Student Assessment in Medical Colleges

by Dr. Pelham Mead III

Student Assessment

When I was hired at the NY College of Osteopathic Medicine to rewrite the Assessment plan for the college and come up with a new assessment program that the students of the college could use. Previously, my boss the Dean of Academic Affairs tried to give an assessment survey at the end of the second year Medical exam. Students were so stressed out after the exam that they tore up the assessment survey.

When I arrived in the fall of 2008, the NY College of Osteopathic Medicine had been cited by COCA the national accrediting agency for 12 different infractions. Most of them involved student due-process and the balance were directed toward a complete college assessment program. I was directed to form a team and rewrite the assessment plan with up to date bench marks which were missing at the time. Along with this major project I helped set up an experimental student volunteer assessment team to evaluate on 13 week course at a time with weekly meetings to discuss pros and cons, concluding with a one to two page Executive Summary for the entire course in a positive and professional tone. I promised the students that if they cooperated, I would make sure their sound suggestions would be acted on by the College Curriculum committee, and that is what I did. We added a soda machine in the basement locker room of the lecture hall building. We modified the teaching day to include more break time other than just lunch. We also had professors make available the course lecture outline available a day or more in advance so students could use it as a study guide.
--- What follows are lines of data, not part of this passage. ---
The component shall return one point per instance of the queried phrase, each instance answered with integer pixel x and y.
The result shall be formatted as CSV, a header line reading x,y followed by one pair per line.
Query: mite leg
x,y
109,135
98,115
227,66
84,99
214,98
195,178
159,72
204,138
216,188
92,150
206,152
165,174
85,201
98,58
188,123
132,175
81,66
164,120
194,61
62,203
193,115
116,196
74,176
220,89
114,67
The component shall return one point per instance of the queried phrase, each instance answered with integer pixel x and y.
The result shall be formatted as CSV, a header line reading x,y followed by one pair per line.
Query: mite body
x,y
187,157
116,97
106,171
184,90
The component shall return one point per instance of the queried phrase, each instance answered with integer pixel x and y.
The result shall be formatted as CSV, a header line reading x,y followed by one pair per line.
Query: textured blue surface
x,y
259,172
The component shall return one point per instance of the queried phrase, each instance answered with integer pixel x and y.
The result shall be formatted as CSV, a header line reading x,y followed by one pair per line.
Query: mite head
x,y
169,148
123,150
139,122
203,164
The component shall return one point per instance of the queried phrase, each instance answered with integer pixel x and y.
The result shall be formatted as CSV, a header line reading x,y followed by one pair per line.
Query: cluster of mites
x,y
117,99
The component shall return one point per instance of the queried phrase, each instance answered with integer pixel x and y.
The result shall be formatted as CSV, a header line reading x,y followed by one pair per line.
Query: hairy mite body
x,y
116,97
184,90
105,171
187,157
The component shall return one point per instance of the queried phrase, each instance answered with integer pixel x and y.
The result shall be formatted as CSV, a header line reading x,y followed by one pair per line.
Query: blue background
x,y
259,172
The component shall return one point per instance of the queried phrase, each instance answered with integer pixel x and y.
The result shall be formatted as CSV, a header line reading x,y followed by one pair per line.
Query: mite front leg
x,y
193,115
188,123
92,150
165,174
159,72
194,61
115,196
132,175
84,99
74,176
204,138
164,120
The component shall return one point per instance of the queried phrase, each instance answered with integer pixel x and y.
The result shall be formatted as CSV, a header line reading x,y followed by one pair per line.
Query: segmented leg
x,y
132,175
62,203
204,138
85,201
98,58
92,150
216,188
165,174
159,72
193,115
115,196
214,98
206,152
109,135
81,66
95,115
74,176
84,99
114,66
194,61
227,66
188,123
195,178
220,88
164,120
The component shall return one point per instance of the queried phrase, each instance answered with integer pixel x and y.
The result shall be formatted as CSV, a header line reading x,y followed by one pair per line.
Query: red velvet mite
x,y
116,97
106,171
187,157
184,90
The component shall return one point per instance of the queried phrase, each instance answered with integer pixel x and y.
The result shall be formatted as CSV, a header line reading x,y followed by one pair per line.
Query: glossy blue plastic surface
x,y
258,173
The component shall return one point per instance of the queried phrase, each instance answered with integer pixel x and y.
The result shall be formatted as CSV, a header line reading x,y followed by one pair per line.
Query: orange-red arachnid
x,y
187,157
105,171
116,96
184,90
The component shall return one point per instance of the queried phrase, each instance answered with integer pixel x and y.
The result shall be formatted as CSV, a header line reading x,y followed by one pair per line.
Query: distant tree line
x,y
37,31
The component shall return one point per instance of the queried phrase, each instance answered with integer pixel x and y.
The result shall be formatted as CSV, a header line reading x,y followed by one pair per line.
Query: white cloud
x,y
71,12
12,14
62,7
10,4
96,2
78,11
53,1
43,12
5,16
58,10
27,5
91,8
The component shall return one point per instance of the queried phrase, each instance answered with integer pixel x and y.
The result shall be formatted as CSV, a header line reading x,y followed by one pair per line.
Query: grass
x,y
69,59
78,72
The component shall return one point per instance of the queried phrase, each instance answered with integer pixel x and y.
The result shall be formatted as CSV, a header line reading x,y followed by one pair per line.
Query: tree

The most successful change I helped initiate was the volunteer Student evaluation teams. I monitored their progress each week, but they were not allowed to ask me questions, nor was I to make any comments about their discussions. Using a team got a shortened version of how the students felt about the course and it’s instructors in a positive professor manner. I adopted this concept from the Mayo Clinic in Minn.. They had similar problems in student evaluations that made fun of professors and called them names. The professors were defensive regarding the student evaluations and a solution was the volunteer student team approach instead of questioning the entire student body. Keeping the summary positive and professional got a better response from the faculty also. By the summer of 2009, the Volunteer Student Assessment team became part of the incoming Freshman team orientation and put in place in the fall of 2009.